STree
July 26, 2025 ยท View on GitHub
This repo contains the code for STree: Speculative Tree Decoding for Hybrid State-Space Models. It is adapted from MambaInLlama repo.
Setup
We ran our experiments on a Nvidia RTX3090 machine with CUDA 11.8
Creating
pip install torch==2.3.0 --index-url https://download.pytorch.org/whl/cu118
pip install packaging
pip install evaluate
pip install causal_conv1d==1.4
pip install flash-attn==2.6.3
pip install transformers==4.49.0
pip install triton==3.0.0
# for evaluation
pip install shortuuid fastchat psutil accelerate
Usage
Distilling small mamba2 model for drafting
ACCELERATE_LOG_LEVEL=info accelerate launch --config_file deepspeed_zero3.yaml train_mamba2/train_distill_mamba2.py llama3.2_3B/distilled_llama2.yaml
Or
Downloading our distilled draft model
Our draft model can be found on huggingface To download and put it in the correct location:
cd checkpoint
git clone https://huggingface.co/ycwu97/mamba2-distilled-small
Inference
The inference entry point is located at benchmarks/benchmark_generation_mamba_simple.py. It provides a lot of options:
Baseline auto-regressive inference with Mamba2InLlama8B (use JunxiongWang/Llama3.2-Mamba2-3B-distill for 3B models for testing)

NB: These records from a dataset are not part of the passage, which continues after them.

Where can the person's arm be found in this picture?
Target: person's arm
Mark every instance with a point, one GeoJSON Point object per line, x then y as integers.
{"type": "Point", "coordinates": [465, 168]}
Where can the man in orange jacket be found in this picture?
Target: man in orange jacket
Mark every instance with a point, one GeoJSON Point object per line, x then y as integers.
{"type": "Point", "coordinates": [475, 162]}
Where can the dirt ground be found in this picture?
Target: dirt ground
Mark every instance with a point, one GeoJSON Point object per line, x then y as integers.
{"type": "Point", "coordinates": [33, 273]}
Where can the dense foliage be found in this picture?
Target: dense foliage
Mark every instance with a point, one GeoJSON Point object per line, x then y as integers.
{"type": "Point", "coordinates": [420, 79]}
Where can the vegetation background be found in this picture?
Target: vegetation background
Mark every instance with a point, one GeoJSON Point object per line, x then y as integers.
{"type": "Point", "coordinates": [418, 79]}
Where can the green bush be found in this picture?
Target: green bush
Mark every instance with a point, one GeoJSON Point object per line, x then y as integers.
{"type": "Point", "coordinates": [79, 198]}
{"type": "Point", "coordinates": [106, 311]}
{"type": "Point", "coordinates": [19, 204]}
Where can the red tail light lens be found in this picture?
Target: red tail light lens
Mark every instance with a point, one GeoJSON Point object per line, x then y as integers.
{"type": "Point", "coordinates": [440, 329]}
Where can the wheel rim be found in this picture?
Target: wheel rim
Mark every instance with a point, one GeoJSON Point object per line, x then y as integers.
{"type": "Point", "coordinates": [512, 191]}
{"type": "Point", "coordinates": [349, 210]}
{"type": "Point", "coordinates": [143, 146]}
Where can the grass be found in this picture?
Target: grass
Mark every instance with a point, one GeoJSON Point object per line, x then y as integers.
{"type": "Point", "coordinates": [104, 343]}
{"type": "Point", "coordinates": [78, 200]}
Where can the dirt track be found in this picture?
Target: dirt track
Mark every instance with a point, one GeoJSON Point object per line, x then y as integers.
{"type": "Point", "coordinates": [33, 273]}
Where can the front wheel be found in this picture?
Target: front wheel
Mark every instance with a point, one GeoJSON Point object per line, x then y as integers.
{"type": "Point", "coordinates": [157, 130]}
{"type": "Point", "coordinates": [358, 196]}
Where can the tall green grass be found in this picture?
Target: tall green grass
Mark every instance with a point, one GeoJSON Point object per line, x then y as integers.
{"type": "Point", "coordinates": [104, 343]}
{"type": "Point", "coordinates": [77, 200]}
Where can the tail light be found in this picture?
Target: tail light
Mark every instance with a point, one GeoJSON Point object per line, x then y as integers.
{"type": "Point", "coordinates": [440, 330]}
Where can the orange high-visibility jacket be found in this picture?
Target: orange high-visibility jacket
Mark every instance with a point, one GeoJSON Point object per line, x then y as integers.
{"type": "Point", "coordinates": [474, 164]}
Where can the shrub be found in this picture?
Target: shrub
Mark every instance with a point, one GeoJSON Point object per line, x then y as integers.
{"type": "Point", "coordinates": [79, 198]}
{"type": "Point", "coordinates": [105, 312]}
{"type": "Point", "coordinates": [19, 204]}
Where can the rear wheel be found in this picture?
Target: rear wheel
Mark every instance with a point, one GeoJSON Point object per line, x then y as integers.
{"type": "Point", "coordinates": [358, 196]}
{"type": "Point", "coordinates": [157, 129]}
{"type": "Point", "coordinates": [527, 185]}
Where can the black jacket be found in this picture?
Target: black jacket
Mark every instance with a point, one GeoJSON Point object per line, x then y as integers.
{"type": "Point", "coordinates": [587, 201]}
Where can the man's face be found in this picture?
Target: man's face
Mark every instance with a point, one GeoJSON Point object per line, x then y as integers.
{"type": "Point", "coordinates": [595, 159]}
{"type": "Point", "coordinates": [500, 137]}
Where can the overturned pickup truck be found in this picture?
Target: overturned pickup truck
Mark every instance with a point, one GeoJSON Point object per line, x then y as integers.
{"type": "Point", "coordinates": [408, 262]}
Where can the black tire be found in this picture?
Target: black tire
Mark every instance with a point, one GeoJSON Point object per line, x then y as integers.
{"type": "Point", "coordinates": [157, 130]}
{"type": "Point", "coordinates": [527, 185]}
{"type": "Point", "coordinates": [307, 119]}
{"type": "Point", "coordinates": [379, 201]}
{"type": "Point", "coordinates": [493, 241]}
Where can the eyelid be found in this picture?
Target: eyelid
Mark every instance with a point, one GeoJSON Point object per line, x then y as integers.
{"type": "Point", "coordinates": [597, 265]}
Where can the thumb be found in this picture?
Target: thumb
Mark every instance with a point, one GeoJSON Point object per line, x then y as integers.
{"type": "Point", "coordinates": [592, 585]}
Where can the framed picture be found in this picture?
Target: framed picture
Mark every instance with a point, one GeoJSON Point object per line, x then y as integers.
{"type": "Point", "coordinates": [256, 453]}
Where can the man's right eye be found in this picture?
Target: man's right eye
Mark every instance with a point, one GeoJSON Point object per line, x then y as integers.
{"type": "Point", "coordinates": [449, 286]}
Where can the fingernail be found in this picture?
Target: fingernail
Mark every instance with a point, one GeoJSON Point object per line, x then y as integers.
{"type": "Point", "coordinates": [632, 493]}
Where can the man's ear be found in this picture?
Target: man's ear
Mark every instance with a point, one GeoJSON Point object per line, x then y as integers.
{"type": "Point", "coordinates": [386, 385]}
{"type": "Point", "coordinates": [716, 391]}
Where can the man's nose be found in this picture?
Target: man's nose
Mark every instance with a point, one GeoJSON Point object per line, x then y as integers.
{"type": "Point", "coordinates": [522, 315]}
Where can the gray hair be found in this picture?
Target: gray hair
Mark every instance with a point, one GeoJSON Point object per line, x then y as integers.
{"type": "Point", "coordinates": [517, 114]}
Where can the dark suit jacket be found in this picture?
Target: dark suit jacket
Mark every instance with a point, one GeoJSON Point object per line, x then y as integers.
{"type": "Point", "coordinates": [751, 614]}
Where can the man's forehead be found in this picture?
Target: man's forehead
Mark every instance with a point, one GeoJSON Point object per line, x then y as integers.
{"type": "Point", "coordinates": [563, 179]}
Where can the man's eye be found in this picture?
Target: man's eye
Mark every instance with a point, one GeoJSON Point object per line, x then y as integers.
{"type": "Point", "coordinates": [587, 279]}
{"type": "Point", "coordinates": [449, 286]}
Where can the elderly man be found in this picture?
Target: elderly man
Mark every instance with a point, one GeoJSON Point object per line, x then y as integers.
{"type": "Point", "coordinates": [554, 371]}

python benchmarks/benchmark_generation_mamba_simple.py --model-name JunxiongWang/Llama3.1-Mamba2-8B-distill --prompt "Earth is a planet." --cg
On a Nvidia 3090 GPU, the decoding time is around 2118ms
Speculative tree decoding with static tree as draft
python benchmarks/benchmark_generation_mamba_simple.py --model-name JunxiongWang/Llama3.1-Mamba2-8B-distill --prompt "Earth is a planet." --cg --spec_Ngram --use_tree_decoding --activation_replay --jit_state_copy --npad=4 --ndraft=1 --draft_num_beam=3 --strategy MIL-st
On a Nvidia 3090 GPU, the decoding time is around 1456ms
Vanilla Speculative Decoding
python benchmarks/benchmark_generation_mamba_simple.py --model-name JunxiongWang/Llama3.1-Mamba2-8B-distill --prompt "Earth is a planet." --cg --spec_Ngram --use_Nstep_kernel --activation_replay --jit_state_copy --npad=4 --ndraft=1 --strategy MIL
On a Nvidia 3090 GPU, the decoding time is around 1585ms
Evaluation
Evaluation scripts are found in scripts folder. Each block of commands can be copied into terminal and ran.
Code explanation
Key kernels are implemented in triton in mamba_ssm/ops/tree_scan.py and mamba_ssm/ops/selective_scan_update.py
Mamba2 layers in mamba_ssm/modules/mamba2.py are modified to use tree scan kernel and selective Nstep kernel, together with other features to speed up.